Rich in the traditions of a proud past, and still rich in worldly goods, the year of Our Lord 1904 found the Olivares on the land which His Excellency Revilla Gigedo, Viceroy of New Spain, had deeded to the head of the family in 1764. The grant which extended into territory destined later to become Texas, was located thirty miles east of the Río Grande, and ambled leisurely along through fertile plains and grass-covered prairies to within five miles of the Nueces River.
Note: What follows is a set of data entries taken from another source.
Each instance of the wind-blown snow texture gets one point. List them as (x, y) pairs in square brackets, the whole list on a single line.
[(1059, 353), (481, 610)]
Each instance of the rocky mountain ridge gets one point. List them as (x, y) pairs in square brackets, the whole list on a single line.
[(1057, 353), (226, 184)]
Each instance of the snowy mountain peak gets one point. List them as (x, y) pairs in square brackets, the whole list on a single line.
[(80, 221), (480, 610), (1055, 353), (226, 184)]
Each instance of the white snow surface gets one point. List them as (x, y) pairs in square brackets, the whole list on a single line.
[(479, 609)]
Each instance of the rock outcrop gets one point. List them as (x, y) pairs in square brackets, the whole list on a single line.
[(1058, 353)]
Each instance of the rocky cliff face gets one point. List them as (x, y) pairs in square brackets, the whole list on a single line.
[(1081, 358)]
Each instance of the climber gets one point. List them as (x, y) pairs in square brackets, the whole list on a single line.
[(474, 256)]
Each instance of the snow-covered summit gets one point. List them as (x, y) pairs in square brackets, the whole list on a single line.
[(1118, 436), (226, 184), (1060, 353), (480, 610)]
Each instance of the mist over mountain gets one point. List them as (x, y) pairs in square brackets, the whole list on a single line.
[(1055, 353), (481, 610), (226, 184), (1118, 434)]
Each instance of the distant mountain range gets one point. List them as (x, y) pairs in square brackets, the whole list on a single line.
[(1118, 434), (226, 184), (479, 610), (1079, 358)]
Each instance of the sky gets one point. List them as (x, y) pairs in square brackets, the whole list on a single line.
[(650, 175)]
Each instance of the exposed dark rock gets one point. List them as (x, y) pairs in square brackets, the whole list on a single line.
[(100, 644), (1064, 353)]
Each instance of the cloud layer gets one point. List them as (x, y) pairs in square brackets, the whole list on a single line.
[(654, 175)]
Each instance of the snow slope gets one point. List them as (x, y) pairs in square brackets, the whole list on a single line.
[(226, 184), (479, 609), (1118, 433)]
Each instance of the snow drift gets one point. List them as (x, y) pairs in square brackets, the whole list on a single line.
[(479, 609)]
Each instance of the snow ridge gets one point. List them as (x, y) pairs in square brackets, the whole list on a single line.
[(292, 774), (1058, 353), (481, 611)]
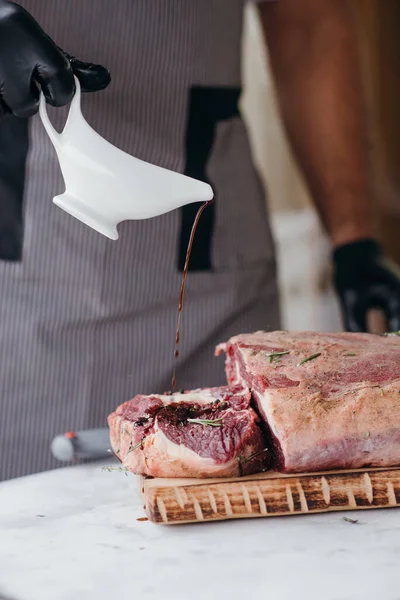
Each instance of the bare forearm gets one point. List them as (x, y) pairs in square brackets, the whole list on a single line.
[(313, 53)]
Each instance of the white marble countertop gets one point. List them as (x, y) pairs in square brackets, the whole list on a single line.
[(73, 534)]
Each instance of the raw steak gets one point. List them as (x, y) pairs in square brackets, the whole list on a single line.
[(330, 401), (161, 435)]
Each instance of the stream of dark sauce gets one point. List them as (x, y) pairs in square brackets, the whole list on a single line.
[(183, 285)]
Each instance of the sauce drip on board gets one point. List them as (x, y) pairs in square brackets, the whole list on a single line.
[(183, 285)]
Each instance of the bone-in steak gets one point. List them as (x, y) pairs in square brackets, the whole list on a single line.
[(329, 401), (203, 433)]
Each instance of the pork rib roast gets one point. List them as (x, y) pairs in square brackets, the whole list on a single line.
[(311, 401), (203, 433), (328, 401)]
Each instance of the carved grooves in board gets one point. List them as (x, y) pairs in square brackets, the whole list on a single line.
[(271, 497)]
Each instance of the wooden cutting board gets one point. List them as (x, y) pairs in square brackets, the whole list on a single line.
[(174, 501)]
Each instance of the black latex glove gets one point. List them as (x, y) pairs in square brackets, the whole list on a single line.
[(30, 61), (365, 280)]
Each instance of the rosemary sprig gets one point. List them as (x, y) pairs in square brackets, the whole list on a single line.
[(204, 422), (302, 362), (249, 458), (273, 355), (132, 448)]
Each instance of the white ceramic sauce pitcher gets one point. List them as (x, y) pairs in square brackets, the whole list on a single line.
[(104, 185)]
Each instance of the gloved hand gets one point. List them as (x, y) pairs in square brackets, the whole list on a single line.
[(365, 280), (29, 59)]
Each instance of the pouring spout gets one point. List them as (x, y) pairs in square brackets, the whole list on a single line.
[(105, 185)]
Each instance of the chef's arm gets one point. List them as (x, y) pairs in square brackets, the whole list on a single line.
[(30, 61), (313, 54)]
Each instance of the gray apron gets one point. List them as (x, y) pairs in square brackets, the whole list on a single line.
[(85, 322)]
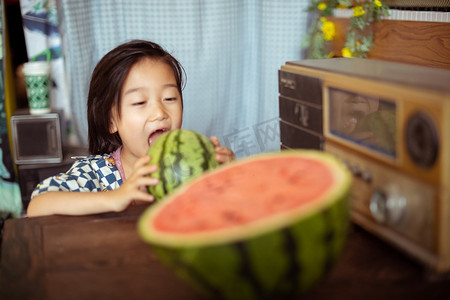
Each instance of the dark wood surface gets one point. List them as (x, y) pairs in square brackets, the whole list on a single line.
[(412, 42), (102, 257)]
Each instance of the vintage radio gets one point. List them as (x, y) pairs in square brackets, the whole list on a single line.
[(390, 124)]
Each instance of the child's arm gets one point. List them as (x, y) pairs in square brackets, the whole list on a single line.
[(223, 154), (82, 203)]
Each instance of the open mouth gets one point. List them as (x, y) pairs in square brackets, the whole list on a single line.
[(156, 134)]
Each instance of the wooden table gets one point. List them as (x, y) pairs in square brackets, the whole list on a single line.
[(102, 257)]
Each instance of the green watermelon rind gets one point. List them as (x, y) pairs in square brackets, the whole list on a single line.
[(181, 155), (341, 187), (273, 275), (230, 264)]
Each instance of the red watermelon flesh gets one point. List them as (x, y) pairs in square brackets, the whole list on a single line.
[(245, 195)]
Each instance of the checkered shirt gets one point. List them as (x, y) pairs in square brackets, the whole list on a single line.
[(90, 174)]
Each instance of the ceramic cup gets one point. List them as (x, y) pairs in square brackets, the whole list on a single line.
[(37, 78)]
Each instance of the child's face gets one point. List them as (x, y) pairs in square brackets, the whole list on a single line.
[(150, 105)]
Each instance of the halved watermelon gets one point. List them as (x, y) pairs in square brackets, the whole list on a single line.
[(269, 226)]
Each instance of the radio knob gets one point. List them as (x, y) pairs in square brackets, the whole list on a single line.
[(387, 206), (422, 140)]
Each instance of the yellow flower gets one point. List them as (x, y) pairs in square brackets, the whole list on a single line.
[(328, 30), (346, 52), (358, 11), (322, 6)]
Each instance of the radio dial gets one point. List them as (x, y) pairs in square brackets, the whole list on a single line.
[(387, 206)]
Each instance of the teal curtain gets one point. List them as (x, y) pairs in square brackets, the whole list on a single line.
[(231, 50)]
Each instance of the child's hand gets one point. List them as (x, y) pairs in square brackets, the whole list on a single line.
[(135, 187), (223, 154)]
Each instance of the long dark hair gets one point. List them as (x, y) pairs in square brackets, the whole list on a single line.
[(106, 85)]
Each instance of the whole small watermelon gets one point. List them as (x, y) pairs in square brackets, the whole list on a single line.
[(181, 155), (264, 227)]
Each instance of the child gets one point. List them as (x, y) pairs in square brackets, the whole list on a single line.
[(135, 95)]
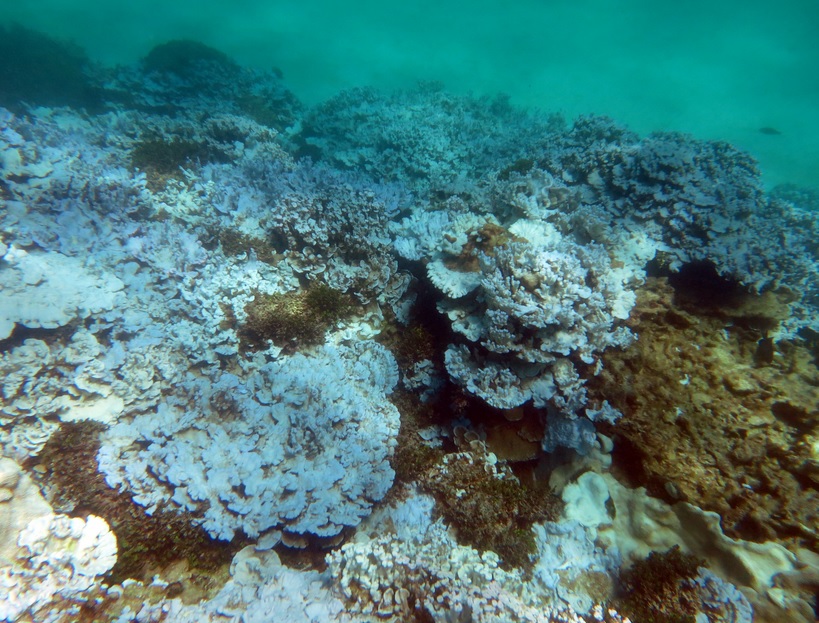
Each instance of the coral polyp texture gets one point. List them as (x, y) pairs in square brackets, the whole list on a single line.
[(396, 355)]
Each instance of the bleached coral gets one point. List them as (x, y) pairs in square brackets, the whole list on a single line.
[(58, 568), (536, 307), (45, 383), (404, 564), (302, 443), (49, 290)]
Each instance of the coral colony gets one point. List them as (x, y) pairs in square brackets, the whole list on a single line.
[(397, 357)]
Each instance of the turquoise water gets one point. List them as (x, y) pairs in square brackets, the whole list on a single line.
[(721, 70)]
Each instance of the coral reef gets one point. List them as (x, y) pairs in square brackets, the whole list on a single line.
[(716, 428), (406, 381)]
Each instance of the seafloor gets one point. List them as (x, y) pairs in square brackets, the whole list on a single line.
[(400, 356)]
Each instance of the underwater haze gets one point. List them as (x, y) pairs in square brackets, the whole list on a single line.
[(736, 70), (417, 313)]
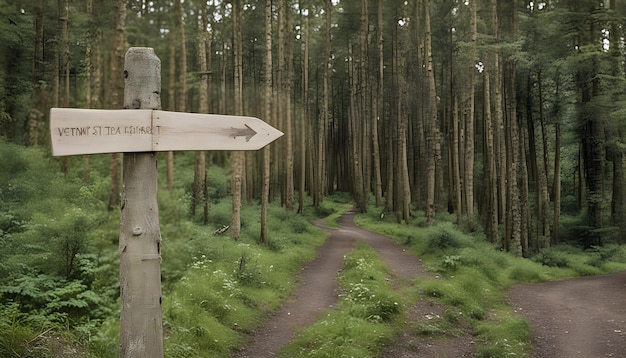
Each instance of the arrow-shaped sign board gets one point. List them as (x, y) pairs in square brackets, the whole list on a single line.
[(91, 131)]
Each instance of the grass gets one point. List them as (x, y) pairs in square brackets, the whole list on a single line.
[(473, 278), (360, 325)]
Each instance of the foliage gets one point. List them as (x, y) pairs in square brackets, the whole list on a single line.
[(472, 277)]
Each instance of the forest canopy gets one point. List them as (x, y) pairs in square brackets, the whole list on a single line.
[(507, 114)]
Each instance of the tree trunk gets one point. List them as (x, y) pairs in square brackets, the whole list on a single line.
[(432, 139), (286, 89), (304, 113), (491, 197), (469, 121), (237, 157), (171, 103), (199, 179), (378, 184), (267, 114), (116, 88), (353, 136)]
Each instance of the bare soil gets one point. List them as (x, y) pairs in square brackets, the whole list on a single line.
[(584, 317), (574, 318)]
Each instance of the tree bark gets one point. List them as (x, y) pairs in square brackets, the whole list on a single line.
[(378, 184), (237, 156), (432, 138), (116, 88), (469, 120), (199, 179), (304, 112), (141, 322)]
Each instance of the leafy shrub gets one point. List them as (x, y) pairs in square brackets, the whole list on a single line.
[(443, 238)]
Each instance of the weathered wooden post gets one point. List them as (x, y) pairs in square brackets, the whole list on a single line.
[(140, 130), (141, 328)]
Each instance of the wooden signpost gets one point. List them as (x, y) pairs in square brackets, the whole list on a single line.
[(138, 131)]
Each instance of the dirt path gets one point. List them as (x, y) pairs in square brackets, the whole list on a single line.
[(318, 290), (585, 317), (576, 318)]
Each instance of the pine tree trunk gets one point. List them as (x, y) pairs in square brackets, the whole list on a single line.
[(491, 197), (267, 114), (116, 89), (469, 121), (39, 96), (199, 179), (304, 113), (378, 184), (237, 157), (432, 139)]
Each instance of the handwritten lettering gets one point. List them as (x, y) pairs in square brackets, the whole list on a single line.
[(73, 131), (97, 131)]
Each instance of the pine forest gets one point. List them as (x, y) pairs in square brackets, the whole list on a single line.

Yet in spite of their long permanency in the country, this family, as was also true of all the border families, remained more Spanish and more Mexican than if they had lived in Mexico. A series of unfortunate circumstances which had made the Olivares cling tenaciously to the traditions of their people, had also made them look upon all Americans with distrust and dislike.
The first of the Olivares, Don Juan José, had come in 1748 as Surveyor to the Spanish Crown. At that time the Indian infested region north of Nuevo León had been created into the new province of Nuevo Santander. Later, a military expedition led by Don José Escandón was sent by the Viceroy with a two-fold purpose, namely to subdue the warlike Indian tribes and to look for suitable locations for settlements in the region between the Río Grande and the Nueces River.
Efficient and thorough in the work assigned him, Don Juan José accompanied his friend and commander through the wilderness of the Indian country. Together they explored the region, together they braved the dangers of the frontier, and together they fought and subdued the Indian tribes.
“The country must be colonized by all means,” Altamira, the Auditor of War had told them. “Use whatever means you find within your reach, but colonize.” Following the orders of the Viceroy and Altamira, Don Juan José thought of a plan, “Why couldn’t we,” he told Escandón, “get these northern rancheros interested in the movement? Why not offer land to those who want to expand the frontier to the north?”
Escandón approved of the plan and together they interviewed the ranchmen. These frontiersmen, who like new Lots were ever on the lookout for the means of extending their grazing lands, became interested in the colonizing scheme. At their own expense and at no cost to the Crown, these daring ambitious men offered to colonize towns and ranches along the Río Grande in exchange for all the grazing land they desired.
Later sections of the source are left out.